Fame Is the Name of the Game is a 1966 American made-for-television drama film starring Tony Franciosa that aired on NBC and served as the pilot episode of the subsequent series The Name of the Game. It was directed by Stuart Rosenberg and was produced by Ranald MacDougall, who also wrote the teleplay, from the novel One Woman by Tiffany Thayer.

The film stars Tony Franciosa as investigative journalist Jeff Dillon and also presents the screen debut of 20-year-old Susan Saint James as Peggy Chan, Dillon's new editorial assistant. (In the series, St.

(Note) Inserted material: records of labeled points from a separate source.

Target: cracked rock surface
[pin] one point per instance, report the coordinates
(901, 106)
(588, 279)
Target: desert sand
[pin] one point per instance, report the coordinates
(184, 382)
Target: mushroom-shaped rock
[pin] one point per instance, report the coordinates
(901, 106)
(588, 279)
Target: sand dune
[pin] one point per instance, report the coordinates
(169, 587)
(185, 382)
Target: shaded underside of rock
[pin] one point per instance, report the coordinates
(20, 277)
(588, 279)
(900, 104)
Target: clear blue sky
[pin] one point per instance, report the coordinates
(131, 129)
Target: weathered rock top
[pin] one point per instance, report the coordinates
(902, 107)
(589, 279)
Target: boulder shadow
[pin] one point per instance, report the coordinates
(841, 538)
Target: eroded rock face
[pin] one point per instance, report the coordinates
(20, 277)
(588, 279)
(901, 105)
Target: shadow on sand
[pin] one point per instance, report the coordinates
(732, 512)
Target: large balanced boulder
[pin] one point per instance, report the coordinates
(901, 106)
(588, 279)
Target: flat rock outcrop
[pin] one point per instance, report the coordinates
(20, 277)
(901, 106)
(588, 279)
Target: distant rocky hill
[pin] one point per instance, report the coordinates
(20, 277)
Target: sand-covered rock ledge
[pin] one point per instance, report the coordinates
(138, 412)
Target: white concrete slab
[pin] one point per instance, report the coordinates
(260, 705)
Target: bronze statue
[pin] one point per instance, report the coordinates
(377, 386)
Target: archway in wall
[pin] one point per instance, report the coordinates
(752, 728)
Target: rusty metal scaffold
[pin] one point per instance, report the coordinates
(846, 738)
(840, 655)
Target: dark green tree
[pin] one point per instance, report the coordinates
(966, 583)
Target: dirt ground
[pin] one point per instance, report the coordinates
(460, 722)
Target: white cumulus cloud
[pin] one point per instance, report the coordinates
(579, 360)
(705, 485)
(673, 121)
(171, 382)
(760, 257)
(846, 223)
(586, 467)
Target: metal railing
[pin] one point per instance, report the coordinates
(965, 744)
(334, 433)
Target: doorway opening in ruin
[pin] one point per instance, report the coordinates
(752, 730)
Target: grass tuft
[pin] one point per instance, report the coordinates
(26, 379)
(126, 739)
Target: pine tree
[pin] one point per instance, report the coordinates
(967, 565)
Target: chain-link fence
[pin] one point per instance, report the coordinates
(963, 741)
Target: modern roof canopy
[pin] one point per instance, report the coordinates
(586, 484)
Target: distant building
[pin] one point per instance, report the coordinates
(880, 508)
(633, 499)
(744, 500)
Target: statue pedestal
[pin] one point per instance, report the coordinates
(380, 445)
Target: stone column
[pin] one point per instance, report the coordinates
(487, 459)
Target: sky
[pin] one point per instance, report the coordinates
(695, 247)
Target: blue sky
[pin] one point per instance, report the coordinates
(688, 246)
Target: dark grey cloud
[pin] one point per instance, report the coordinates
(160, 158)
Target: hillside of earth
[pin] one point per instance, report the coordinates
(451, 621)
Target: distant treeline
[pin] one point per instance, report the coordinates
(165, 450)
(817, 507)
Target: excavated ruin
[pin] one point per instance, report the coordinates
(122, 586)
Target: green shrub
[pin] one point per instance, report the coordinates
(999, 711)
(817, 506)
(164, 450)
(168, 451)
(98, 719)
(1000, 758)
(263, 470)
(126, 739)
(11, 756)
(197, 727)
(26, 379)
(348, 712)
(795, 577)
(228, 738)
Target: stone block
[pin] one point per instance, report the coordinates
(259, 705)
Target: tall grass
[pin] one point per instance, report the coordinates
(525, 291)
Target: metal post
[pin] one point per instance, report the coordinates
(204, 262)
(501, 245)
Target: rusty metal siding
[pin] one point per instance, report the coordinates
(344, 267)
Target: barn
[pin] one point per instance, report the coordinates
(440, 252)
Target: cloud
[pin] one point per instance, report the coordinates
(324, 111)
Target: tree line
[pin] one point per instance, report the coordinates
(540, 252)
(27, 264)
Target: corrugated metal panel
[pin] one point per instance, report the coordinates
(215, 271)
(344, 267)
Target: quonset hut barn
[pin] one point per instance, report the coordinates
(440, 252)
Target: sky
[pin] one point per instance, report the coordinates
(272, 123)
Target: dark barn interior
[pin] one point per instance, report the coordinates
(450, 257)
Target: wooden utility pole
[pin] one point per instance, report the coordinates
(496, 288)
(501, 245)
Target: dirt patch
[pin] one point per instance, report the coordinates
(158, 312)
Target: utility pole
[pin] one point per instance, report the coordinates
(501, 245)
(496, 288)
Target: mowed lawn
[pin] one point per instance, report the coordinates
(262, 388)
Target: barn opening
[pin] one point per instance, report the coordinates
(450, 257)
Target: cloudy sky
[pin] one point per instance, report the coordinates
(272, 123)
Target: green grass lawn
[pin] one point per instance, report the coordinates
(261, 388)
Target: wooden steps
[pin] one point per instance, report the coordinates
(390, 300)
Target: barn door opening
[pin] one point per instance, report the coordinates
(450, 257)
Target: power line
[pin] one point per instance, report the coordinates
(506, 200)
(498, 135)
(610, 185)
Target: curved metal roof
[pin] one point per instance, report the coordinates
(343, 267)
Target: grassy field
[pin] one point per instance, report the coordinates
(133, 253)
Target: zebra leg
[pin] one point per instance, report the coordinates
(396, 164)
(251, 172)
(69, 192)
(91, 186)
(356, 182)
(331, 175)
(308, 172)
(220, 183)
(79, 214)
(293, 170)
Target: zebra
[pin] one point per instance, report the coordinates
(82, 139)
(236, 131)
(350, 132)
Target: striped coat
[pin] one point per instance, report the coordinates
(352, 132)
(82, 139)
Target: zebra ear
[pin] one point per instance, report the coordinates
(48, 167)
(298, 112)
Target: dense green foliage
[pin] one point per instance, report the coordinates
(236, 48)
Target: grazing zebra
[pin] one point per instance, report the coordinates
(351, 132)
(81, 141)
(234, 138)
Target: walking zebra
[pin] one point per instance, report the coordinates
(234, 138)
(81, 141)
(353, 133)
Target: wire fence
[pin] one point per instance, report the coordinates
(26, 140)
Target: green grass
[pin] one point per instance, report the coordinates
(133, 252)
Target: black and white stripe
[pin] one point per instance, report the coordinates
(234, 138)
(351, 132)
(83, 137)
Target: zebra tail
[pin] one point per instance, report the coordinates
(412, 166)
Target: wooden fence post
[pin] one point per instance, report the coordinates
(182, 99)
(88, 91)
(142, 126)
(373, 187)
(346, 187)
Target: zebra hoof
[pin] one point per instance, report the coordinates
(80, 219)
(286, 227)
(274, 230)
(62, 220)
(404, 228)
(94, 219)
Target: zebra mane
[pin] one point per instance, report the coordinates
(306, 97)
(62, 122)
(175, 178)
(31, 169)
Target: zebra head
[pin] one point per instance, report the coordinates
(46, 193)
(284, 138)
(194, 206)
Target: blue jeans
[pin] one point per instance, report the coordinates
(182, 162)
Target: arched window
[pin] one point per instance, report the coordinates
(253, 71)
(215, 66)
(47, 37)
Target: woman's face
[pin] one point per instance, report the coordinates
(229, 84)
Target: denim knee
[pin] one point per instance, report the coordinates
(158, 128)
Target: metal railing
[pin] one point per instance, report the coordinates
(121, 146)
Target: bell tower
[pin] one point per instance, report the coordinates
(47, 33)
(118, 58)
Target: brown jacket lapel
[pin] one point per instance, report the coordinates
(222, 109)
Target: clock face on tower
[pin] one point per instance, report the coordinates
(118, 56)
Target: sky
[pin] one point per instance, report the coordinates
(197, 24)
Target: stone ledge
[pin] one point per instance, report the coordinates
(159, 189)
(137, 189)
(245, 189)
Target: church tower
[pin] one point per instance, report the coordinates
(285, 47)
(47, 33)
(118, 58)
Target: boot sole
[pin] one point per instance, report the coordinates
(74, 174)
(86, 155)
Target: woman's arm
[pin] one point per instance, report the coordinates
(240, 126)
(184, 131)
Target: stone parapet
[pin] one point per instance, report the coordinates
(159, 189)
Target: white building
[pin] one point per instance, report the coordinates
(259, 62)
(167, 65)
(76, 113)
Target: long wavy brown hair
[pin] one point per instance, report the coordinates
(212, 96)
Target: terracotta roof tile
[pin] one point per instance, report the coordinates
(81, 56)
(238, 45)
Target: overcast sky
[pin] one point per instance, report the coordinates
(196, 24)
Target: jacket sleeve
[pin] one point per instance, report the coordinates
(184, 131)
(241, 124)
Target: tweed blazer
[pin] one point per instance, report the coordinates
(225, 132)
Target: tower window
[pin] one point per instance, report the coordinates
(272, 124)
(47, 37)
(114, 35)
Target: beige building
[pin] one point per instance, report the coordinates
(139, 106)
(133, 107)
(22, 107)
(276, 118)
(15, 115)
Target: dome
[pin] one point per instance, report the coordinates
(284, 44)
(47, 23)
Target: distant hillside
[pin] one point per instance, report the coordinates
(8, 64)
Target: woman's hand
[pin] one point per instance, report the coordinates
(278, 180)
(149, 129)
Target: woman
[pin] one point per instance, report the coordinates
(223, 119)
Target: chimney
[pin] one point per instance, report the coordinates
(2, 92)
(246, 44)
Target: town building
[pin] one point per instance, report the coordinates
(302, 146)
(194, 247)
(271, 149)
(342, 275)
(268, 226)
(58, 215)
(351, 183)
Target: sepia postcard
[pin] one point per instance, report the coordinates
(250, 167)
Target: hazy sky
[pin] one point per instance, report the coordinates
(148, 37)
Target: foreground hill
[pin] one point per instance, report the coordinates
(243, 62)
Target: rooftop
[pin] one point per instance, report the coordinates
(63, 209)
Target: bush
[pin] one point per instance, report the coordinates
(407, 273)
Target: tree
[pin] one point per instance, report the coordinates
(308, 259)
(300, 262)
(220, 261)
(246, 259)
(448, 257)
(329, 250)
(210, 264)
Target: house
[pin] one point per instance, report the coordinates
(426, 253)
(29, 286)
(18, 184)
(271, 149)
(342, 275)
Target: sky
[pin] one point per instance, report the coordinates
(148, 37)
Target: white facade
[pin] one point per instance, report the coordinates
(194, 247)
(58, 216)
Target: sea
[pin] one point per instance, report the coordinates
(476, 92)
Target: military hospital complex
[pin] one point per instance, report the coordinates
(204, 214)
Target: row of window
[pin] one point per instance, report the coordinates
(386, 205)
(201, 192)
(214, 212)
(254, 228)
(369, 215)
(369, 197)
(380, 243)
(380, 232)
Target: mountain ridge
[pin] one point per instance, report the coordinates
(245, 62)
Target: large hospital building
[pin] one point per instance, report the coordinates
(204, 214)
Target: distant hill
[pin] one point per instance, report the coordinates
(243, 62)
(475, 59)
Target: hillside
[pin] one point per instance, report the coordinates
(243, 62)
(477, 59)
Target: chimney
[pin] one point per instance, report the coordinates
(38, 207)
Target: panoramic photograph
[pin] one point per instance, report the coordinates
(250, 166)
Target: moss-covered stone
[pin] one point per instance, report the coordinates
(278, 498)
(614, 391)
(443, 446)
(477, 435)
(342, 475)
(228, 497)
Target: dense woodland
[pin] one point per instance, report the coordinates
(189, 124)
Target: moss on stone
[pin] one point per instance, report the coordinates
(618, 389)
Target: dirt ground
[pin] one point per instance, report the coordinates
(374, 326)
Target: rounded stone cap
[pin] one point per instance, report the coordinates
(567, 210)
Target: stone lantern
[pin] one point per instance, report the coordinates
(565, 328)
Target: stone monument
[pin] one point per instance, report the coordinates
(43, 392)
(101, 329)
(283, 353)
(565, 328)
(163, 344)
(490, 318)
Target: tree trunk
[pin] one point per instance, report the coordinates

James's character is renamed Peggy Maxwell, and she is the research assistant to all three of the rotating lead characters.) In the film, Jeff Dillon writes for Fame magazine, a publication of Janus Enterprises, and Glenn Howard (George Macready) is just the managing editor. In the subsequent series, Dillon writes for People magazine, a division of Howard Publications, and Glenn Howard (Gene Barry) is head of the whole company.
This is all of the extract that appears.